In the middle of the arguing at lunchtime, the Deacon brings up a mystery that we haven’t been able to solve despite all of the Deacon’s contacts with the 1924 expedition: i.e., how on earth had Percival Bromley been allowed to tag along behind the expedition? Both General Charles Bruce, before he became ill and had to leave the expedition, and Colonel Norton, who took over general command of the expedition, were sticklers for staying with the plan they’d laid out. Even the addition of one more person to be responsible for would have fouled up their plans, and certainly young Percy wasn’t such a renowned climber that Mallory and the others wouldn’t have objected strongly to his nearby presence, even if he weren’t a member of the expedition. Even the Deacon’s good friends Noel Odell and the moviemaker who’d caused such controversy with his dancing lamas, Captain John Noel, had told the Deacon that they had no idea why Percy had been allowed to tag along. All they knew was that both General Bruce and Colonel Norton insisted that it was all right, against all logic—and each climber that the Deacon queried had said that Percy was such a nice and unassuming chap that as long as he simply followed the expedition, perhaps a half day’s march behind, he was tolerated.
But there had been no plans for young Lord Percival Bromley to go with them even as far as Everest Base Camp at the foot of the Rongbuk Glacier. Everyone had understood that.
In the middle of arguing over provisions, the Deacon returns to this issue of how and why Percival Bromley was allowed to tag along to Mount Everest.

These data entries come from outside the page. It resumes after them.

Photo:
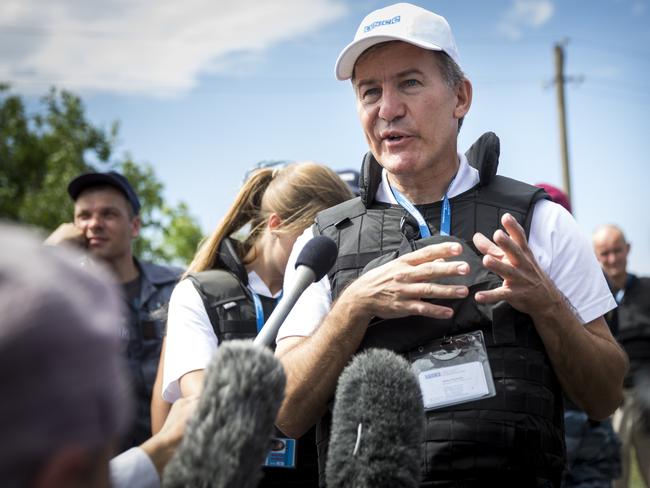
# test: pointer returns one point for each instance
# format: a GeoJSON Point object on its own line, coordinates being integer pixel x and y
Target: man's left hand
{"type": "Point", "coordinates": [525, 285]}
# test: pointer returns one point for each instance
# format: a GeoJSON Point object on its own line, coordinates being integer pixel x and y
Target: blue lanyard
{"type": "Point", "coordinates": [259, 310]}
{"type": "Point", "coordinates": [445, 214]}
{"type": "Point", "coordinates": [619, 295]}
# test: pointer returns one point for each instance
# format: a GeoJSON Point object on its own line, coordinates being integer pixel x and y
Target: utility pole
{"type": "Point", "coordinates": [560, 80]}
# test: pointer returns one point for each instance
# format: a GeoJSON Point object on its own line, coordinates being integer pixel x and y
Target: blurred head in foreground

Reggie is weary of the talk, and her tone is of the sort that ends most conversations. “Listen one last time, Mr. Deacon. Cousin Percival was visiting here when the ’twenty-four expedition leaders were invited to the plantation to have dinner with Lord and Lady Lytton, as well as Percy and me. Lord Lytton, as you may remember, was Governor-General of Bengal, and he and General Bruce and Colonel Norton met alone with Percy for the better part of an hour in the study. When they emerged, both Bruce and Norton announced that Percy would be allowed to follow the expedition—not travel with them, you understand, and never be on the official rolls, but strictly travel behind them—the condition being that Percy provide his own pony, tent, and foodstuffs. The last was no problem because Percy had been assembling his kit here at the plantation for two weeks before the expedition arrived in Calcutta.”